Step Two

Assess the Damage

  • Make sure it is safe to go back to your home. Stay tuned to your local radio or TV stations or check your newspaper to find out when you can go back to your home and survey the damage.
  • Before going in, check your home to see if the building is safe and structurally sound. Proceed carefully. For filing your insurance claims, take photographs or make a videotape of the damage to the building and its contents before you begin cleanup.
  • Walk around the outside of your home and check for loose power lines and gas leaks. Check for broken or leaking water pipes. Check the foundation for cracks and other damage.
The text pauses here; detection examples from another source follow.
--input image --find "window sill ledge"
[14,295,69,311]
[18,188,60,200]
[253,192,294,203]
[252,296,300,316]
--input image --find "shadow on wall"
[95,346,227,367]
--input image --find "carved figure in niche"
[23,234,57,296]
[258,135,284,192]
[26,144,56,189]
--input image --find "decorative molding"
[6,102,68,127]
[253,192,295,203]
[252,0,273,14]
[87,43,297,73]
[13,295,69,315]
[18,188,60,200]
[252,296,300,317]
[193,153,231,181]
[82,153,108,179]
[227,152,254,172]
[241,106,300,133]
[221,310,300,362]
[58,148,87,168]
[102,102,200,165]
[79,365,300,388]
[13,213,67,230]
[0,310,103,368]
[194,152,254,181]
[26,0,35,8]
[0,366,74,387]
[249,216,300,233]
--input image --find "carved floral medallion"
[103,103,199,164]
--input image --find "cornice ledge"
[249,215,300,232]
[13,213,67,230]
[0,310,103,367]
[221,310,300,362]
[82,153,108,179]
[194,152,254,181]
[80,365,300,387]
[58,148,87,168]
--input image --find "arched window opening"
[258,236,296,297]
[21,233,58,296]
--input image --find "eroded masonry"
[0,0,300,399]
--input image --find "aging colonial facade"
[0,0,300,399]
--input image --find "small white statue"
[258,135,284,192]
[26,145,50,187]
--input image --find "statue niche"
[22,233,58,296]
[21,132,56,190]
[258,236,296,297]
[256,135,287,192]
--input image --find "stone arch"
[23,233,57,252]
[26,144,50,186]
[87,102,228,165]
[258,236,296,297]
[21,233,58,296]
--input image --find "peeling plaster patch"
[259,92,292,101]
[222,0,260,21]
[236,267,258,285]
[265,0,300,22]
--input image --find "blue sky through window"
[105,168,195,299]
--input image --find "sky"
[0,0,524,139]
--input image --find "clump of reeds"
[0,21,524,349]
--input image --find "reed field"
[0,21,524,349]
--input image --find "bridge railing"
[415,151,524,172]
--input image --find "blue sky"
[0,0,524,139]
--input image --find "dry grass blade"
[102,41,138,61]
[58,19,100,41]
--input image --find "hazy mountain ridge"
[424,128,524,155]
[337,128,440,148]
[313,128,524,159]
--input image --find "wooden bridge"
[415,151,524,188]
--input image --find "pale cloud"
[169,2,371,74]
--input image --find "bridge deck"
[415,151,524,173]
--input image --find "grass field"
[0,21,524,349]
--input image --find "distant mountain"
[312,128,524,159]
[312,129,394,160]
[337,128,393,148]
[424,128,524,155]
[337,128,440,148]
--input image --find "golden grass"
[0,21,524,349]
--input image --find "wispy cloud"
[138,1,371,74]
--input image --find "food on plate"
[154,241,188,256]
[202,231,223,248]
If you see obvious damage, contact your community's building inspector or a contractor to check the house.
  • Call your insurance agent. Homeowners insurance usually covers losses caused by wind, storms, or broken water pipes, but not surface flooding. Flood insurance covers most losses caused by surface floodwater.
  • Even if you have insurance, you may be eligible for additional help to cover unmet needs. If the president has declared your community a disaster area, contact the Federal Emergency Management Agency toll-free at 800-462-9029 to register for assistance. The TTY number for the speech or hearing impaired is 800-462-7585. You may be eligible for assistance even if your home is covered by insurance.

Plan Your Recovery

  • Check with your mortgage holder.
  • Decide if you need any financial assistance.
  • Decide what you can and can't do in terms of home repair.
  • Make sure it is safe to work in your home.
  • Use your credit cards carefully.

Keep receipts of all expenses related to the disaster and your recovery. You may be able to get reimbursement from your insurance coverage and other assistance.